The second question is, ... it seems quite likely my large plant is root bound and needs the roots trimmed and to be re-potted (perhaps in better soil, I'm not sure this soil drains that well). Obviously if I am going to try to separate the plants, I should do this at the same time - am I right in thinking that August, when it is warm, is the right time to do all this or should I wait to do something so dramatic?
You're likely to get lots of opinions on what you CAN do, and you CAN do whatever you wish, because it's your plant. I can tell you what you SHOULD do, base on what's best for the plant, you can decide if your time table is flexible enough to work WITH the plant's energy flow instead of against it.

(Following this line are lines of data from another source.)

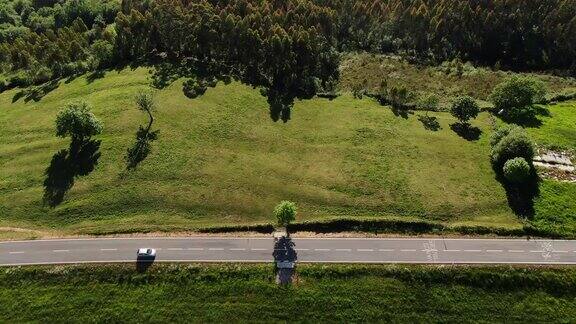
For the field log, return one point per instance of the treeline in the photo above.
(20, 17)
(287, 47)
(42, 40)
(517, 34)
(279, 46)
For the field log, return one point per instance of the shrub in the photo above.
(517, 170)
(516, 96)
(501, 132)
(465, 108)
(42, 74)
(515, 144)
(285, 212)
(77, 121)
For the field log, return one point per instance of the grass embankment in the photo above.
(221, 161)
(247, 293)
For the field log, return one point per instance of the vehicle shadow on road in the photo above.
(285, 257)
(142, 264)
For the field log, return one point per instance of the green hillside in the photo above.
(220, 160)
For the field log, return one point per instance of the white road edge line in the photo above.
(267, 261)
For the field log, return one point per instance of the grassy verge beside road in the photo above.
(346, 293)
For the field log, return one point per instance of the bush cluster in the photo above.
(515, 97)
(512, 153)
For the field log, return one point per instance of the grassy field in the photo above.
(323, 293)
(558, 130)
(220, 160)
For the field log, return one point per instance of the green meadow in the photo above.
(221, 161)
(247, 293)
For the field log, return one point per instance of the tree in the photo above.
(144, 136)
(465, 108)
(285, 212)
(515, 97)
(515, 144)
(78, 122)
(517, 170)
(428, 102)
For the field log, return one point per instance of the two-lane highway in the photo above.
(328, 250)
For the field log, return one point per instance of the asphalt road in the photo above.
(328, 250)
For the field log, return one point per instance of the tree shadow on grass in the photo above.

The best months for your plant to build energy and recover from serious work are Jun, Jul, Aug. May and Sep are 'eh' months. The rest of the time the plant will be largely coasting or even declining slightly and are poor choices during which to do serious work, like full-repots with root pruning or hard pruning of the top.
If you JUST repotted now, you would probably be sort of ok, and your tree would probably do fairly well over the winter and wake up raring to go in late May, but I would still suggest a mid-Jun repotting and any hard pruning just before mid-Jul of next summer.
FWIW, I've been helping quite a few growers learn to manage their (ficus and other) trees here on the forums, and even more by email or phone, and I think everyone is pretty pleased with the results, not only as how the information relates to their trees, but probably more importantly just because of the realization that there IS such a thing as utilizing a plan that allows you to use timing in a way that actually has you working WITH your plants and how they WANT to respond, instead of ignoring the timing and going at things in a way that leaves the likelihood of the most favorable outcome to chance instead of planning.
In either case, I can help you get the best results from working with your schedule if that's how you'd like to move ahead, or you can start putting together a plan that has you doing the bulk of the work at the beginning of next summer. What say you, Clare?